What the State Must Do and Why It Cannot Delegate This
Two of the three missing conditions, capital at scale and regulatory enablement, cannot be created by the market alone. The third, trust infrastructure, is built by operators over time. The state creates the conditions, operators do the work.
On capital, the state must mobilise development finance and catalytic funding to make loss-making distribution viable long enough for unit economics to improve. The Basic Healthcare Provision Fund is the existing vehicle for this, but it is chronically underfunded. Nigeria’s 2025 budget allocated 4.33% of total expenditure to health, well below the 15% Abuja Declaration commitment. Of the 19.2 million enrollees reported in December 2024, only 2.4 million are vulnerable Nigerians sponsored under the Fund. The mechanism exists. The resourcing does not match the mandate.
On regulatory enablement, the state’s role is to create a sandbox that lets operators test simplified products outside the compliance framework designed for incumbents. As we noted in our coverage of informal healthcare in Nigeria, community providers are already embedded in Nigeria’s health ecosystem; integrating them into a formal coverage network is feasible. Rwanda’s approach is the most documented comparator: tiered premiums priced to income, subsidies for the poorest, enrollment enforced at the village level.

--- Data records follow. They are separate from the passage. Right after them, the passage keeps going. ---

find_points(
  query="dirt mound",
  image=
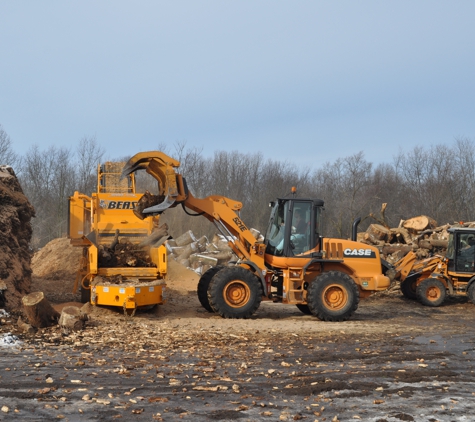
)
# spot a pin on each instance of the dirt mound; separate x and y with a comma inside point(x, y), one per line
point(15, 235)
point(57, 258)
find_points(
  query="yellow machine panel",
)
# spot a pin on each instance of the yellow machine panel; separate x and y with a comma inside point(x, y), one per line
point(103, 220)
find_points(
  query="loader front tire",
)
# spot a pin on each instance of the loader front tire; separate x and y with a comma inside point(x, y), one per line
point(203, 286)
point(333, 296)
point(471, 292)
point(431, 292)
point(235, 292)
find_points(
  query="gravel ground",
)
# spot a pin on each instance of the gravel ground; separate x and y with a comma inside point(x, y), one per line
point(395, 360)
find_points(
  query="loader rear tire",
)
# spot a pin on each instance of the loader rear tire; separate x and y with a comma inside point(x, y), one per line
point(85, 293)
point(431, 292)
point(304, 309)
point(333, 296)
point(409, 288)
point(203, 286)
point(235, 292)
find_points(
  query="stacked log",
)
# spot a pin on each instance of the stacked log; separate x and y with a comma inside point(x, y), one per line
point(201, 254)
point(419, 234)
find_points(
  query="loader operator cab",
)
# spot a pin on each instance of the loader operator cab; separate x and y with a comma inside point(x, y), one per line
point(294, 227)
point(461, 250)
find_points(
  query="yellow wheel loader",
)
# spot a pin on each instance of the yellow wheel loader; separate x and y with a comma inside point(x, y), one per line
point(293, 265)
point(105, 222)
point(432, 279)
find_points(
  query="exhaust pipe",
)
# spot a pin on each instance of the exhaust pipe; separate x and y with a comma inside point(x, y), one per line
point(355, 228)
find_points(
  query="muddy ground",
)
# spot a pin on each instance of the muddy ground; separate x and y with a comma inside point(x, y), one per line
point(395, 360)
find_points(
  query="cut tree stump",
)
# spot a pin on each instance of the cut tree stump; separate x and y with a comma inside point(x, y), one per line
point(38, 310)
point(72, 319)
point(24, 327)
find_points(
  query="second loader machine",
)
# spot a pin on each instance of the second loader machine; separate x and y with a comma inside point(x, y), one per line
point(294, 264)
point(432, 279)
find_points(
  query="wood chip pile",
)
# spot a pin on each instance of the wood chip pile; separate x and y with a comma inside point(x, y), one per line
point(15, 236)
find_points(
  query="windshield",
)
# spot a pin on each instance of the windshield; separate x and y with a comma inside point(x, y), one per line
point(276, 228)
point(294, 227)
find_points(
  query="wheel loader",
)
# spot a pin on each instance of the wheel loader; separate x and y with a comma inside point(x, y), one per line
point(106, 221)
point(324, 277)
point(432, 279)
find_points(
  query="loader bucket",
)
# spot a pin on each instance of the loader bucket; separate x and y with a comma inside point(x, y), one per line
point(162, 168)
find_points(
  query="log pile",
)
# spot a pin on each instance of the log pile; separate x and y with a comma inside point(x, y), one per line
point(419, 234)
point(201, 254)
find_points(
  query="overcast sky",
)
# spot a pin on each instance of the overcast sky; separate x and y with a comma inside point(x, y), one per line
point(302, 81)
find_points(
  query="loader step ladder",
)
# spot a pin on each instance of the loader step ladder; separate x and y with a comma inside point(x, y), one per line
point(293, 285)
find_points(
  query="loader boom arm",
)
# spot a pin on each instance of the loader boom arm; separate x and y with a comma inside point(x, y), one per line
point(221, 211)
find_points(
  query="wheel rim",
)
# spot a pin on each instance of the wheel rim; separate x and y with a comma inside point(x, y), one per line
point(236, 293)
point(433, 293)
point(335, 297)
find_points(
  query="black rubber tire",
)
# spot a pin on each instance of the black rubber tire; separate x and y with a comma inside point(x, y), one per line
point(409, 288)
point(85, 293)
point(336, 287)
point(431, 292)
point(471, 292)
point(203, 285)
point(235, 292)
point(304, 309)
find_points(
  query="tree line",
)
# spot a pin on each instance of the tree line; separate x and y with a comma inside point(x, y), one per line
point(438, 181)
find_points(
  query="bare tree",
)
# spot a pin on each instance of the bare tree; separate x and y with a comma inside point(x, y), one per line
point(7, 156)
point(89, 155)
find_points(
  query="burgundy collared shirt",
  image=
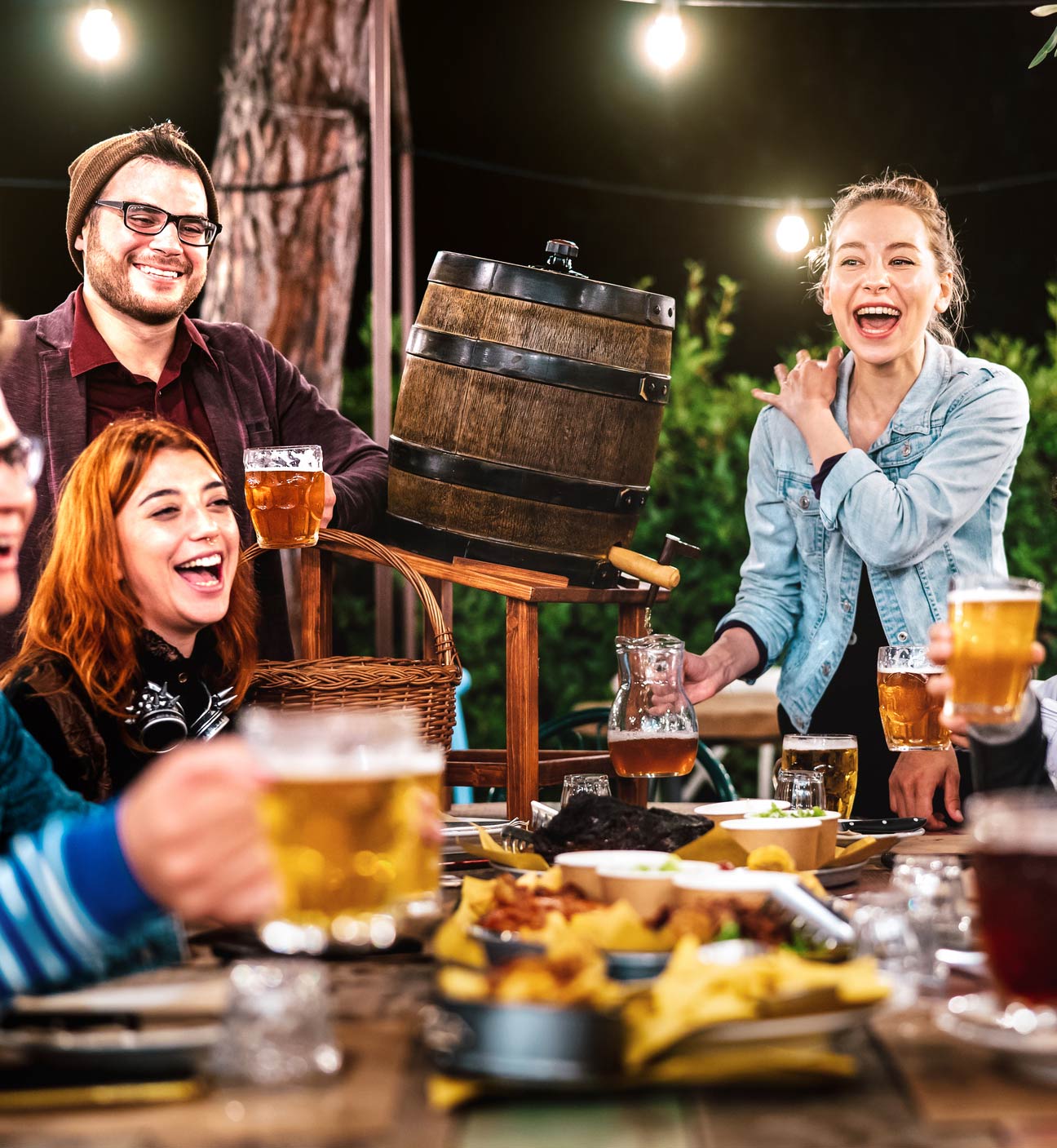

The NHIA’s Director General, Dr Kelechi Ohiri, put it plainly at a December 2025 roundtable with the Health Federation of Nigeria: “Mandatory health insurance will not succeed on legislation alone. To reach the informal sector at scale, we must unlock the innovation and operational agility the private sector brings.”
The informal sector health insurance problem is not a market design problem. It is a market creation problem. Someone has to absorb the cost of building the ground before others can build on it. In every country that has achieved meaningful informal sector coverage, the state was that someone.
The state needs to fund the floor, open the regulatory space, and signal credibility to development finance institutions that this is a priority.
The Next 20 Million
Nigeria has the law. It has the language of universal health coverage. What it does not have is the architecture to deliver on it. The NHIA mandate was the starting blocks, not the finish line. Until the state treats implementation as the actual work, the next twenty million will remain where they are: acknowledged in policy, absent from coverage.
The alternative is a deferral. And twenty million people cannot afford to wait for one.